ASSISTA O MÓDULO DE PATOLOGIA DO TRATO GENITAL INFERIOR: ASPECTOS NORMAIS EM CITOLOGIA, HISTOLOGIA E COLPOSCOPIA DO II CURSO DE EDUCAÇÃO CONTINUADA
 
Palestrantes:
Dra. Célia Regina de Souza Bezerra Sakano – médica assistente do departamento de Ginecologia da Unifesp
Dr. Nelson Valente Martins – ex-presidente da Associação Brasileira de Genitoscopia
 
TEMA: PATOLOGIA DO TRATO GENITAL INFERIOR: ASPECTOS NORMAIS EM CITOLOGIA, HISTOLOGIA E COLPOSCOPIA
1. CITOLOGIA E HISTOLOGIA DO TGI NORMAL E COM ALTERAÇÕES BENIGNAS
2. LAUDO COLPOSCÓPICO E SUA INTERPRETAÇÃO

TODOS OS SÓCIOS QUITES COM A ANUIDADE 2009 (VALOR R$160,00) TEM ACESSO GRATUITO AO CURSO, PREENCHA A FICHA CADASTRAL EM http://www.colposcopia.org.br/ficha_cadastral.php
 
 
DESTAQUES DO BOLETIM DO COLÉGIO AMERICANO DE OBSTETRAS E GINECOLOGISTAS EM RASTREAMENTO CITOLÓGICO CERVICAL
Na edição de dezembro de 2009 da revista Obstetrics & Gynecology foi publicado o boletim do Colégio Americano de Obstetras e Ginecologistas a respeito do rastreamento citológico cervical, que substitui o boletim anterior publicado em 2003. A publicação destaca que, apesar da implementação de programas de vacinação contra o HPV, o impacto em termos de redução do câncer de colo uterino não começará a ser observado por cerca de 15-20 anos. Nesse meio tempo, o programa de rastreamento citológico cervical com ou sem teste de HPV é a melhor conduta na prevenção do câncer. Independente da frequência do rastreamento citológico, os exames ginecológicos anuais podem ainda ser apropriados e as mulheres imunizadas com a vacina devem ser rastreadas da mesma forma que as não imunizadas. A seguir encontra-se o resumo das recomendações.
 
QUANDO O RASTREAMENTO DEVE SER INICIADO?
·       Tanto a citologia de base líquida quanto a citologia convencional são métodos aceitáveis para o rastreamento.
·       O rastreamento deve ser iniciado aos 21 anos, independente da idade de início da atividade sexual. Essa recomendação tem como base que:
·       apesar de maior prevalência de infecção pelo HPV em adolescentes, a maioria é eliminada pelo sistema imune dentro de um a dois anos;
·       a incidência de câncer em mulheres jovens é muito baixa, apenas 0,1%;
·       o início mais precoce do rastreamento pode causar ansiedade, morbidade e maiores gastos;
·       apesar da maior incidência de lesões precursoras em adolescentes, observa-se maior taxa de regressão. Muitas vezes, o tratamento em excesso de lesões precursoras com conização traz consequências obstétricas, como maior taxa de prematuridade.   

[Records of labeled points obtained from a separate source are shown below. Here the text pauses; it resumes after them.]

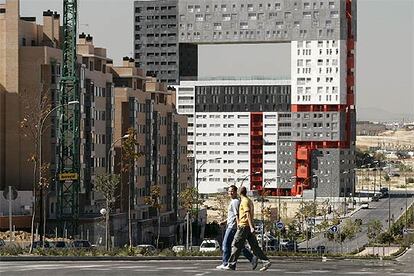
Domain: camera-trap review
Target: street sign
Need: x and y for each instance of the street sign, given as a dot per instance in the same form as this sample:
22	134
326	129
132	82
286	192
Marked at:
68	176
14	193
334	229
280	225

QUAL É O INTERVALO IDEAL PARA O RASTREAMENTO?
·       O rastreamento citológico cervical é recomendado a cada dois anos para as mulheres de 21 a 29 anos de idade, com a citologia de base líquida ou convencional.

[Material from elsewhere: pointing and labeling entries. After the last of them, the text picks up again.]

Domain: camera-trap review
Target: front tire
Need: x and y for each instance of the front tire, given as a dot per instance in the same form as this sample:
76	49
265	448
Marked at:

·       Nas mulheres de 30 anos ou mais com três resultados consecutivos de citologia negativos para lesão intraepitelial ou malignidade, o rastreamento pode ser feito a cada três anos.

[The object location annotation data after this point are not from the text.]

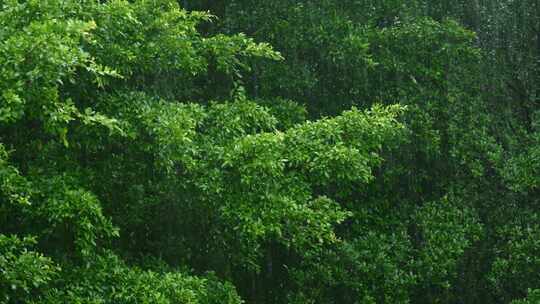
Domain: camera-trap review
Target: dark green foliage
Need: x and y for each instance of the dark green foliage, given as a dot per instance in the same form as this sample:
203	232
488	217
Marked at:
316	151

·       Os fatores de risco que determinam o rastreamento mais frequente incluem: mulheres com infecção pelo HIV; imunossuprimidas (por exemplo, transplantadas); mulheres que foram expostas ao dietilestilbestrol in utero; mulheres que foram tratadas por neoplasia intraepitelial cervical (NIC) graus 2 ou 3 ou câncer.
·       As mulheres com HIV devem realizar citologia semestral no primeiro ano após o diagnóstico e depois anual.
·       As mulheres tratadas por NIC 2, 3 ou câncer permanecem de risco para doença persistente ou recorrente por 20 anos e devem realizar rastreamento anual durante esse período.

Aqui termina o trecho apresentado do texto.